TELECOM Digest OnLine - Sorted: Re: Consumer Reports Story on Cell Phone Providers

Re: Consumer Reports Story on Cell Phone Providers

Marcus Didius Falco (
Fri, 31 Dec 2004 02:07:37 -0500

At 01:22 AM 12/31/04, Joseph <>
responded to Re: Consumer Reports Story on Cell Phone Providers:

> On Thu, 30 Dec 2004 07:09:56 -0500, wrote:

>> The new Consumer Reports magazine has a large story on cell phone
>> providers and cell phones. You can get better info in this group, but
>> the mag has lots of info. Will be very handy for those times when a
>> "friend" is looking for info.
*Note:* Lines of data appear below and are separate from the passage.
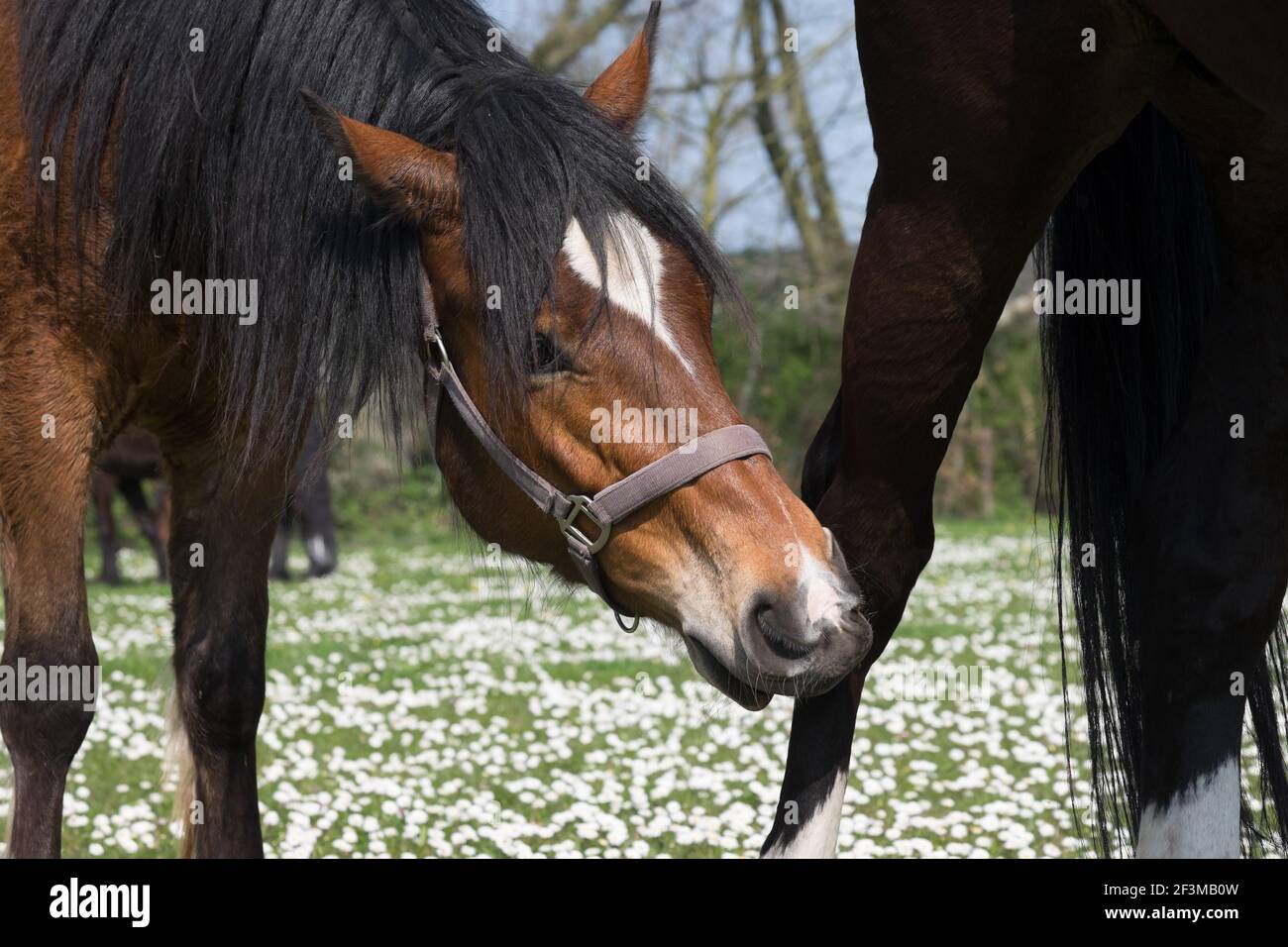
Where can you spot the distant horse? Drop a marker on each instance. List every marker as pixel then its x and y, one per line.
pixel 308 505
pixel 1157 134
pixel 132 459
pixel 181 252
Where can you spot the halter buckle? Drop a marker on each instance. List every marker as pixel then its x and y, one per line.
pixel 581 506
pixel 434 347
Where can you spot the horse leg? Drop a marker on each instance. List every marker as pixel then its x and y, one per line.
pixel 935 264
pixel 44 476
pixel 219 547
pixel 103 487
pixel 1212 538
pixel 1212 545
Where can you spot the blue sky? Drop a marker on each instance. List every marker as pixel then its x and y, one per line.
pixel 702 31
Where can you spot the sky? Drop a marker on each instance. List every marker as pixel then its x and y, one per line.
pixel 700 33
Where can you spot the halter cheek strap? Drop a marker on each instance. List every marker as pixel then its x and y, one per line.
pixel 578 513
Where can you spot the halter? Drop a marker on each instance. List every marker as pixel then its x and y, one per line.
pixel 605 508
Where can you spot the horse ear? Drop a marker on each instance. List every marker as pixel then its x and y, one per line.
pixel 403 176
pixel 621 91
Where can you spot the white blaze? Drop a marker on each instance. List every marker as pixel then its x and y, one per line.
pixel 634 263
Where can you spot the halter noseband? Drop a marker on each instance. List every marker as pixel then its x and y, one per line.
pixel 605 508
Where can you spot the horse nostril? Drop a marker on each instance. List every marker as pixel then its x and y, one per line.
pixel 780 625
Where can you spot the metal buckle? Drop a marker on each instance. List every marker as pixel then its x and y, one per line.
pixel 581 505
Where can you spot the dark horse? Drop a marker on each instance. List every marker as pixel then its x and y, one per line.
pixel 469 202
pixel 1154 136
pixel 308 505
pixel 134 458
pixel 123 468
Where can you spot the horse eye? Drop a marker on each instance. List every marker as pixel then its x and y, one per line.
pixel 546 357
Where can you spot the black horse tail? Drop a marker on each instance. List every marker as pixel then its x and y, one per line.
pixel 1115 394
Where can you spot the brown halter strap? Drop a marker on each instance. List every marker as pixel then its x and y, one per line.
pixel 605 508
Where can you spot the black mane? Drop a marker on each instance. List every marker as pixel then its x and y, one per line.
pixel 218 171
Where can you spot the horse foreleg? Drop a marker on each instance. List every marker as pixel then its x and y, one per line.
pixel 936 261
pixel 47 423
pixel 219 547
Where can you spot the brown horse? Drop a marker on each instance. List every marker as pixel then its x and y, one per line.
pixel 1163 129
pixel 183 253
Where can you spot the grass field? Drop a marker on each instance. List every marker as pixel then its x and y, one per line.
pixel 434 699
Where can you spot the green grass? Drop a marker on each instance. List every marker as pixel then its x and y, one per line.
pixel 432 699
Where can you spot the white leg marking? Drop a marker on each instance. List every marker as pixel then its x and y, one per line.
pixel 1201 821
pixel 816 835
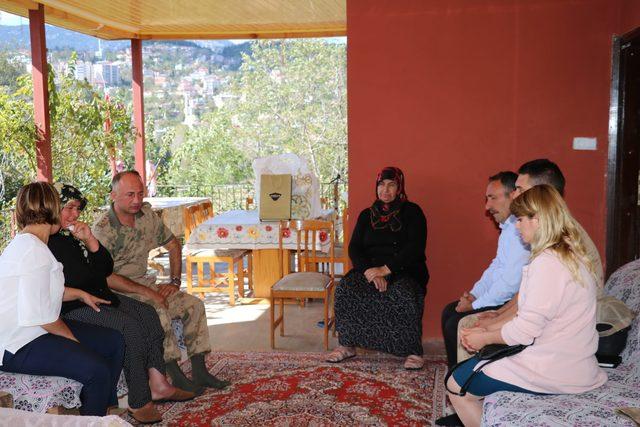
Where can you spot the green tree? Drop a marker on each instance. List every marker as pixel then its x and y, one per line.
pixel 210 155
pixel 11 70
pixel 292 98
pixel 81 149
pixel 286 97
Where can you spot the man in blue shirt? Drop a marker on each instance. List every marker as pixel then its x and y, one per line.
pixel 501 280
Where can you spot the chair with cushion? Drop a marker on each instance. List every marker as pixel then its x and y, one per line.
pixel 206 210
pixel 341 254
pixel 303 283
pixel 217 282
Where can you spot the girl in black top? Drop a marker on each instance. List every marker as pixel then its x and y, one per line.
pixel 379 303
pixel 87 264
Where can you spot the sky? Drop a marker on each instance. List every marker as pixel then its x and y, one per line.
pixel 9 19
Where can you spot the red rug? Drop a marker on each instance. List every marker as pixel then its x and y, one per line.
pixel 300 389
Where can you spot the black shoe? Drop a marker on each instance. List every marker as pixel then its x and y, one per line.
pixel 449 420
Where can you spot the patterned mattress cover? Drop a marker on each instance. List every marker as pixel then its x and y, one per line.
pixel 37 393
pixel 595 408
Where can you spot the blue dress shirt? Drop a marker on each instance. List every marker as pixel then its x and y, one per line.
pixel 501 280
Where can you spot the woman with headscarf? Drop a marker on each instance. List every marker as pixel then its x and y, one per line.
pixel 34 339
pixel 379 303
pixel 87 264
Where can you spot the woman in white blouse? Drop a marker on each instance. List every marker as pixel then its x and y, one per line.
pixel 33 338
pixel 556 315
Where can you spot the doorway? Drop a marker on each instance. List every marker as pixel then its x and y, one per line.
pixel 623 211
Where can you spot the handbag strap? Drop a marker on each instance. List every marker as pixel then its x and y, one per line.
pixel 501 354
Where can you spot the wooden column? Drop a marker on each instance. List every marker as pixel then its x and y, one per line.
pixel 138 105
pixel 40 74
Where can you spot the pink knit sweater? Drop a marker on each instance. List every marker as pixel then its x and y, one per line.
pixel 560 314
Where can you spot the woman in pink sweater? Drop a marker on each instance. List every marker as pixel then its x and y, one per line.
pixel 556 315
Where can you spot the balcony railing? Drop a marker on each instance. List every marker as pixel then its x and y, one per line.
pixel 223 197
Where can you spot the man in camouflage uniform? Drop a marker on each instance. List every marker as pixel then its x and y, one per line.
pixel 129 230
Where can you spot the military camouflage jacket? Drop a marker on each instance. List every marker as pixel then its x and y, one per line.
pixel 129 246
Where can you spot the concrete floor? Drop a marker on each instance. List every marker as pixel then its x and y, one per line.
pixel 245 327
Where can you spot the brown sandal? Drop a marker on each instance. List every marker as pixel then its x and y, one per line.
pixel 341 353
pixel 146 415
pixel 414 362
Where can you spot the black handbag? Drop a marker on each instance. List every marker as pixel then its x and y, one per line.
pixel 489 353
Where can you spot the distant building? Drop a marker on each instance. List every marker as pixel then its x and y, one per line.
pixel 84 71
pixel 106 74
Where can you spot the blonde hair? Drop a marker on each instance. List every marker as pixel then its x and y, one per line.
pixel 37 203
pixel 557 228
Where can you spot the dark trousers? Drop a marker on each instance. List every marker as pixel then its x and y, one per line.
pixel 450 319
pixel 95 362
pixel 143 336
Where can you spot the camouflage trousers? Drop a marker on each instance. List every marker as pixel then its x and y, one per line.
pixel 465 322
pixel 190 310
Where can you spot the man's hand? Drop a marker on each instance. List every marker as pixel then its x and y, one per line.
pixel 484 323
pixel 464 304
pixel 473 339
pixel 380 283
pixel 167 290
pixel 83 232
pixel 92 301
pixel 373 272
pixel 157 297
pixel 490 314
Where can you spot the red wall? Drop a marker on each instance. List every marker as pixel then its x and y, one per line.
pixel 453 91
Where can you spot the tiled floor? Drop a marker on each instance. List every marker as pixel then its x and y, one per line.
pixel 246 327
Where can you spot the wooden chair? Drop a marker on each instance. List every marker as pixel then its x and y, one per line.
pixel 206 210
pixel 341 252
pixel 217 282
pixel 302 283
pixel 248 203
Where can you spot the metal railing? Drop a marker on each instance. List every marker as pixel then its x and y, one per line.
pixel 223 197
pixel 234 196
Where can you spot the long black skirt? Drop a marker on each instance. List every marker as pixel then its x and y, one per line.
pixel 389 321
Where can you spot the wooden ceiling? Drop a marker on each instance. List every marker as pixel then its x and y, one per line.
pixel 191 19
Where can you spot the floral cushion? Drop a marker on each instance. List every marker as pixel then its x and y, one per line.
pixel 595 408
pixel 37 393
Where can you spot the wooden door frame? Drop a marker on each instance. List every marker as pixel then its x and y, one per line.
pixel 616 117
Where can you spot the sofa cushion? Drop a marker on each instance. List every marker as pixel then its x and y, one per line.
pixel 624 284
pixel 594 408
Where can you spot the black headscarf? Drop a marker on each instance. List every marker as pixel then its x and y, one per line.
pixel 69 192
pixel 383 214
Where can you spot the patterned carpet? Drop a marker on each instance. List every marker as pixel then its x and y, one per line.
pixel 300 389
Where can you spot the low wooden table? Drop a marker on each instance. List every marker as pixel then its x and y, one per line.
pixel 170 209
pixel 241 229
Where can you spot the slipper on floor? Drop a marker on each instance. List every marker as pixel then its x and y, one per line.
pixel 339 354
pixel 413 362
pixel 148 415
pixel 178 396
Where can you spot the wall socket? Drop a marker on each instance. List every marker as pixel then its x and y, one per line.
pixel 584 143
I think the mag should be on newsstands
>> now.

> Take what Consumer Reports magazine has to say about cell phones with
> a grain of salt. In past "cellular" issues they poo-pooh'd some
> carriers basically T-Mobile (then VoiceStream) because they didn't
> have fallback to older first generation analog technology. Guess
> what?! Lots of phones now being offered by *all* the carriers and
> don't have analog. They out and out refused to even look at
> VoiceStream/T-Mobile because they are luddites and couldn't see what
> was coming down the pike. If you want good recommendations or
> information about cellular service look at what they have to say, but
> take it with a grain of salt. They do much better testing washing
> machines, riding lawn mowers or crash worthiness of automobiles.
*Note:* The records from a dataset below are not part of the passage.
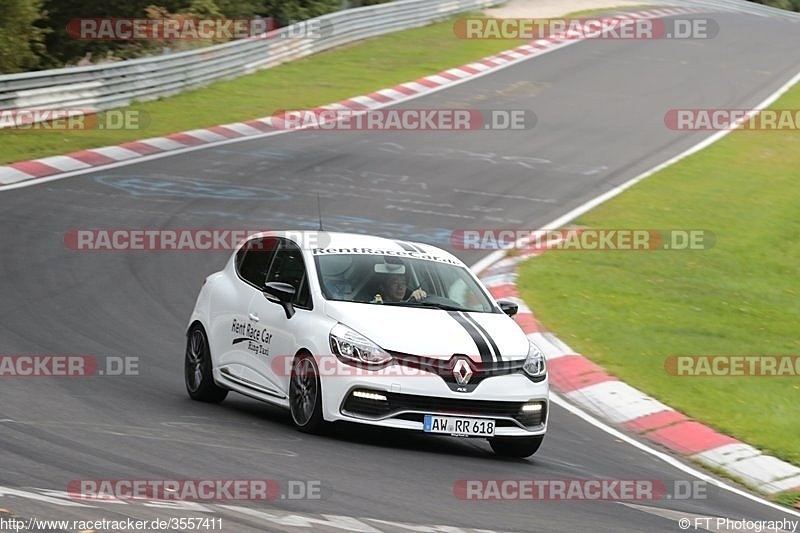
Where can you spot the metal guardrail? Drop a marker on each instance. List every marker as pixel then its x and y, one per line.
pixel 111 85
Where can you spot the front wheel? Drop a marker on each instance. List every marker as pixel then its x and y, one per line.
pixel 516 447
pixel 305 395
pixel 198 372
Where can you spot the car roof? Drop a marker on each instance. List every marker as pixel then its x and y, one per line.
pixel 339 242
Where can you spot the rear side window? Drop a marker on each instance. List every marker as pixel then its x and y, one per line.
pixel 288 267
pixel 254 258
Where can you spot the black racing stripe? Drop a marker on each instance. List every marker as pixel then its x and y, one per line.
pixel 405 246
pixel 480 343
pixel 485 334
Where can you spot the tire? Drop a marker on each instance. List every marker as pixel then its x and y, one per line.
pixel 198 370
pixel 305 395
pixel 519 447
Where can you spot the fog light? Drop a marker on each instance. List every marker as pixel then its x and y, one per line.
pixel 532 407
pixel 369 396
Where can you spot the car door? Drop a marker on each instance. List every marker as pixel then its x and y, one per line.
pixel 279 334
pixel 232 327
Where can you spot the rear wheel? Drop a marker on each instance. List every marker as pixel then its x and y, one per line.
pixel 305 395
pixel 516 447
pixel 198 373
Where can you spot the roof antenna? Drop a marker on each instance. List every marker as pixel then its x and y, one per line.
pixel 319 212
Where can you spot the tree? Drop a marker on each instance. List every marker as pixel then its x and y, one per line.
pixel 21 40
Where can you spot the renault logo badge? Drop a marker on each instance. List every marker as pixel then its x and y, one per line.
pixel 462 372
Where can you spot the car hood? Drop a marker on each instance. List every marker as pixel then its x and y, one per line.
pixel 433 332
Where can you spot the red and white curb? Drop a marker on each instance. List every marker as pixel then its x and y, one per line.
pixel 589 386
pixel 55 166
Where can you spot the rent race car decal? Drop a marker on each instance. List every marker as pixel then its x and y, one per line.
pixel 258 339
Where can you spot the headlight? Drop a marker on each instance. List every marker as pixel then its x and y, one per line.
pixel 352 346
pixel 535 364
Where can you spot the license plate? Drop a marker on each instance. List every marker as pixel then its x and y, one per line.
pixel 472 427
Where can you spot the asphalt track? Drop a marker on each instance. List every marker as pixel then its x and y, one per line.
pixel 600 108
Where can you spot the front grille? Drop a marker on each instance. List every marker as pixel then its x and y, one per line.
pixel 444 368
pixel 399 403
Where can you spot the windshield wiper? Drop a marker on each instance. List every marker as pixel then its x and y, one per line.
pixel 445 307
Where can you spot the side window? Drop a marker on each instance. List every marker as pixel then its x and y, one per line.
pixel 254 258
pixel 288 267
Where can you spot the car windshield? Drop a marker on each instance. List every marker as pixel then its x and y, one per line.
pixel 390 280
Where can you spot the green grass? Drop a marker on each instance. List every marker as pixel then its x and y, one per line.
pixel 629 311
pixel 328 77
pixel 789 498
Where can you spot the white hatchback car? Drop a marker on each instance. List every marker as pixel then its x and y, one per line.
pixel 336 326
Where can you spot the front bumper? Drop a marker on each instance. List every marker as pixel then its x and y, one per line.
pixel 409 397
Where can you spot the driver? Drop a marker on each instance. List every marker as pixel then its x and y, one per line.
pixel 394 287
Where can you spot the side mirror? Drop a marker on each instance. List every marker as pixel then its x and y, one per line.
pixel 280 293
pixel 509 308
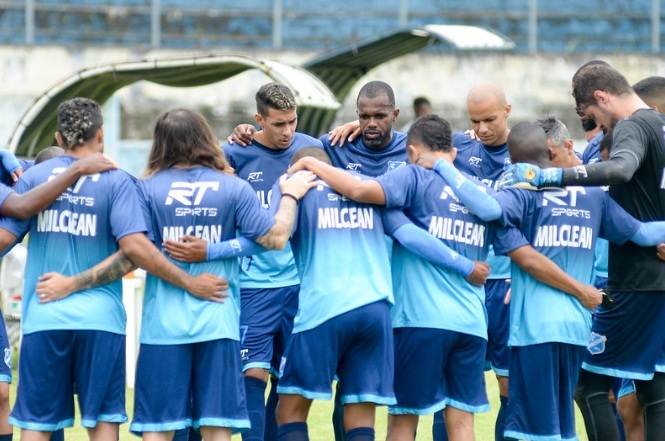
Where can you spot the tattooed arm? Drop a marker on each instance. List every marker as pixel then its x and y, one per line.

Depends on what you want to use the phone for and where. Coverage of
T-Mobile is still a bit spotty, even on interstates. But digital
coverage has improved for all networks. For emergency calls you best
carry an inactivated bag phone in the trunk (I still do), which will
let you call 911 almost anywhere.

There's also the issue of how much roaming the carrier will permit. In
England, using Virgin, I had trouble in Port Isaac, but friends using
Orange had no trouble at all. In Washington, if you're not on Verizon,
when you're in the Metro you're roaming. Sprint is the only other CDMA
carrier: everyone else is out of luck (or in luck, depending on your
attitude toward not getting calls for a few minutes).
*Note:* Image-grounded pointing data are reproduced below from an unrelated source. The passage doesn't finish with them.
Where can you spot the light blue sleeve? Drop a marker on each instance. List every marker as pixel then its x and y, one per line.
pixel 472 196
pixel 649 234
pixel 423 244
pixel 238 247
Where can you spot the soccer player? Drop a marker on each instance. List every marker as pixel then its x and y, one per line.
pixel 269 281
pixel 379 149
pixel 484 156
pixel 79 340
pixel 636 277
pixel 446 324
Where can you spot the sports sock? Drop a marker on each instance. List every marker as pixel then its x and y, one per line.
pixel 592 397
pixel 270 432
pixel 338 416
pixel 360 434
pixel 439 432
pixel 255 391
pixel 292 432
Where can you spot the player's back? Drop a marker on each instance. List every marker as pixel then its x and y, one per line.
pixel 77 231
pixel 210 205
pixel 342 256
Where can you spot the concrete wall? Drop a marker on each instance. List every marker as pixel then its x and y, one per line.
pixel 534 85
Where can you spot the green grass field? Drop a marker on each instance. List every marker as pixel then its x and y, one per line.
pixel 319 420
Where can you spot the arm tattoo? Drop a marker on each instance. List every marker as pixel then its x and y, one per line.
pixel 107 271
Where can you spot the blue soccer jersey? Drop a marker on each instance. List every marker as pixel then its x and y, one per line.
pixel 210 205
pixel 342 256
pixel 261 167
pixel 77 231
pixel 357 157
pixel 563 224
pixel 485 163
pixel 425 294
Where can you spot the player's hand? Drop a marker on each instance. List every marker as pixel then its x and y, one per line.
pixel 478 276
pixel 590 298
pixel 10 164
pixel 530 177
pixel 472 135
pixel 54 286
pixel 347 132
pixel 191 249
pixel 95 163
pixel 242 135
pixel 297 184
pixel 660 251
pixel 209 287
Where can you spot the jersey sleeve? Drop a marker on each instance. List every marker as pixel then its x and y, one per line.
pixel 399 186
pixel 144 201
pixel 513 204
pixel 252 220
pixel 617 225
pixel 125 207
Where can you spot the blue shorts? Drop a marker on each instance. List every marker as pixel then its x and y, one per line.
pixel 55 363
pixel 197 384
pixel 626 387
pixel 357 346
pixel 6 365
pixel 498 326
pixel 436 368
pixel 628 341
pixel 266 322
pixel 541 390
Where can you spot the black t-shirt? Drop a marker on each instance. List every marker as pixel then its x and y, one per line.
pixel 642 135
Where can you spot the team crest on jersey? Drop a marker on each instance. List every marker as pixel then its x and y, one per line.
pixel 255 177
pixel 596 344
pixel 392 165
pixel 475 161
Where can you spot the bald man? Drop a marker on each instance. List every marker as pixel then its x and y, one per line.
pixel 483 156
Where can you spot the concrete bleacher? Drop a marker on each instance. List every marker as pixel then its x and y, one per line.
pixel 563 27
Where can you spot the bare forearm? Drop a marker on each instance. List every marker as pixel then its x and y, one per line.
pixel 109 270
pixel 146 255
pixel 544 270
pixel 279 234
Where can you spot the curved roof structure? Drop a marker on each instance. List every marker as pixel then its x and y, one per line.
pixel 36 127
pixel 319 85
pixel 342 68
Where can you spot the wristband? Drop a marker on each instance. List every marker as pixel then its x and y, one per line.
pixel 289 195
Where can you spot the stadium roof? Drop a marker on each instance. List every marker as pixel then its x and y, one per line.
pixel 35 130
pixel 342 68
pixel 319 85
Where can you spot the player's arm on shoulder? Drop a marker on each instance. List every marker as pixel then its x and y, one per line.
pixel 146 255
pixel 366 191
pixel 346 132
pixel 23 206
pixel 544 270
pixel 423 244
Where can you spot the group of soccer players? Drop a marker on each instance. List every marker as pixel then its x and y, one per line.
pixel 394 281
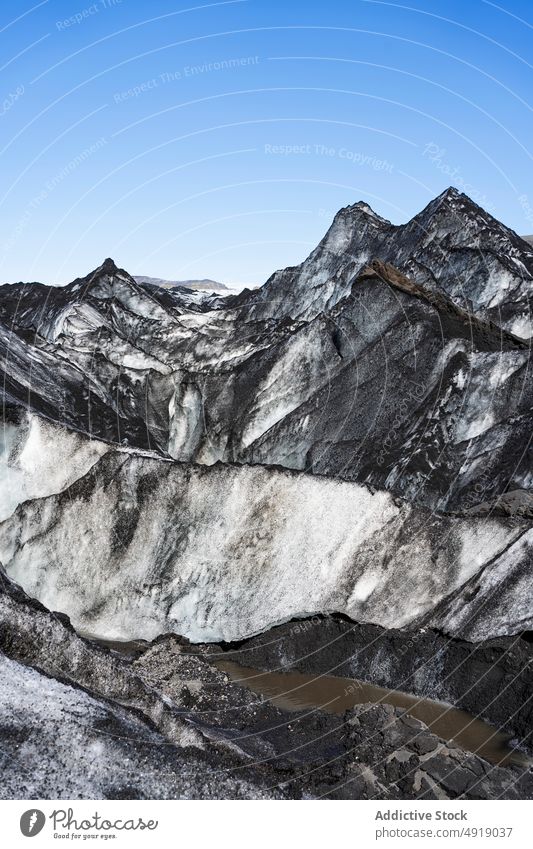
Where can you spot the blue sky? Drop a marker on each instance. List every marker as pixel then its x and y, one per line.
pixel 218 139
Some newspapers will, from time to time, do a feature story about cell
phone reception in their city. The Washington Post does it about once
a year, testing all the carriers from some busy corners and from some
notorious dead zones. This is the most important information. I know
people who have poor reception in their own houses. Indeed, until they
put in a new tower a while ago, I often missed calls when I was in my
second-story suburban office. And my children, with different
carriers, had to go outside to make calls.